The use of multimodal therapy optimizes the chances for survival with over 70% of children expected to survive 5 or more years following initial diagnosis.[28,37]
The annual incidence of thyroid cancers is low in children younger than 15 years (2.0 per 1 million people), accounting for approximately 1.5% of all cancers in this age group. Thyroid cancer incidence is higher in children aged 15 to 19 years (17.6 per 1 million people), and it accounts for approximately 8% of cancers arising in this older age group. Most thyroid carcinomas occur in girls.
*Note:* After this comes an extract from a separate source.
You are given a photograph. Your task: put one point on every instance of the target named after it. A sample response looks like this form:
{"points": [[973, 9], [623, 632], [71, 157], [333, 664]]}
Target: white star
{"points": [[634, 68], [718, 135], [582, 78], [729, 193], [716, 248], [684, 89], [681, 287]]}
There is an excessive frequency of thyroid adenoma and carcinoma in patients who previously received radiation to the neck.[44,45] In the decade following the Chernobyl nuclear incident, there was a tenfold increase in the incidence of thyroid cancer compared with the previous and following decades. In this group of patients with exposure to low-dose radiation, tumors commonly show a gain of 7q11. When occurring in patients with the multiple endocrine neoplasia syndromes, thyroid cancer may be associated with the development of other types of malignant tumors. (Refer to the Multiple Endocrine Neoplasia (MEN) Syndromes and Carney Complex section of this summary for more information.)
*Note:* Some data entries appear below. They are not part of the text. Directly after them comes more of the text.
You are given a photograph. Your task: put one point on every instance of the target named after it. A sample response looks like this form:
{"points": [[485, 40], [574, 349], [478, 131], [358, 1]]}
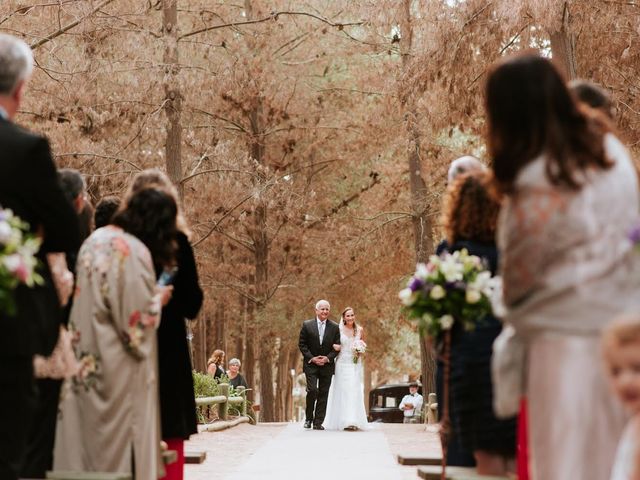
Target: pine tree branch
{"points": [[68, 27], [272, 16]]}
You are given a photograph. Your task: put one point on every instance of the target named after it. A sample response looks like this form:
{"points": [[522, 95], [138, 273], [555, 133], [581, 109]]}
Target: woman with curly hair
{"points": [[470, 216]]}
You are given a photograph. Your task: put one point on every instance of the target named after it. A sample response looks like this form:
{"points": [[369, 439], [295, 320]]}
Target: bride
{"points": [[345, 408]]}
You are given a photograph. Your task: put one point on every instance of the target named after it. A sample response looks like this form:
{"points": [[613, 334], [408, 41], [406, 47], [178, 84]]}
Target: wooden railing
{"points": [[223, 401]]}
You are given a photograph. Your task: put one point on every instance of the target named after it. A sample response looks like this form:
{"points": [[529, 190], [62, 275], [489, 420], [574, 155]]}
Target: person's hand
{"points": [[165, 292]]}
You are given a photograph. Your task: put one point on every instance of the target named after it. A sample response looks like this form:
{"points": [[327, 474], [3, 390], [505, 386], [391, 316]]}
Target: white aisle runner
{"points": [[296, 453]]}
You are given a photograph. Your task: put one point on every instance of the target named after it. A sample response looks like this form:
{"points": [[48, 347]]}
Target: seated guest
{"points": [[214, 364], [411, 405], [109, 418], [235, 378]]}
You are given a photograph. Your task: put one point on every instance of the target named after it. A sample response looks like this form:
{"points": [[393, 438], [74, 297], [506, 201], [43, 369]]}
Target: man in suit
{"points": [[317, 337], [28, 186]]}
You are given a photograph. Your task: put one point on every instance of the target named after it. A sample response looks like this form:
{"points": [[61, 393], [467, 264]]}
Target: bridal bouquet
{"points": [[450, 288], [18, 248], [358, 348]]}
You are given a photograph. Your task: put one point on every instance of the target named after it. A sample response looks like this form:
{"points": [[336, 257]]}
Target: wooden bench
{"points": [[419, 459], [454, 473], [60, 475], [194, 457]]}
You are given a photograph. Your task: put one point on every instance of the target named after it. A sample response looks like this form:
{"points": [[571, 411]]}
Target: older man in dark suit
{"points": [[317, 337], [29, 187]]}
Tumors of the thyroid are classified as adenomas or carcinomas.[48,49,50,51,52] Adenomas are benign growths that may cause enlargement of all or part of the gland, which extends to both sides of the neck and can be quite large; some tumors may secrete hormones. Transformation to a malignant carcinoma may occur in some cells, which then may grow and spread to lymph nodes in the neck or to the lungs. Approximately 20% of thyroid nodules in children are malignant.[48,53]
Various histologies account for the general diagnostic category of carcinoma of the thyroid:[45,54]
Papillary carcinoma (60%-75%): Papillary carcinoma often has multicentric origin and a very high rate of lymph node metastasis (70%-90%). Papillary carcinoma (often referred to as differentiated thyroid cancer) generally has a benign course, with a 10-year survival rate of more than 95%.[55,56] Overall, long-term outcomes for children and adolescents with papillary thyroid cancer are excellent, with 2% cause-specific mortality at 40 years.
Follicular carcinoma (10%-20%): Follicular carcinoma is usually encapsulated and has a higher incidence of bone and lung metastases. It may be sporadic or familial. Follicular carcinoma (often referred to as differentiated thyroid cancer) generally has a benign course, with a 10-year survival rate of more than 95%.
Medullary carcinoma (5%-10%): Medullary carcinoma is usually familial.
Anaplastic carcinoma (<1%).
Studies have shown subtle differences in the genetic profiling of childhood differentiated thyroid carcinomas compared with adult tumors. A higher prevalence of RET/PTC rearrangements is seen in pediatric papillary carcinoma (45%-65% vs. 3%-34% in adults). Conversely, BRAF V600E mutations, which are seen in more than 50% of adults with papillary thyroid carcinoma, are extremely rare in children.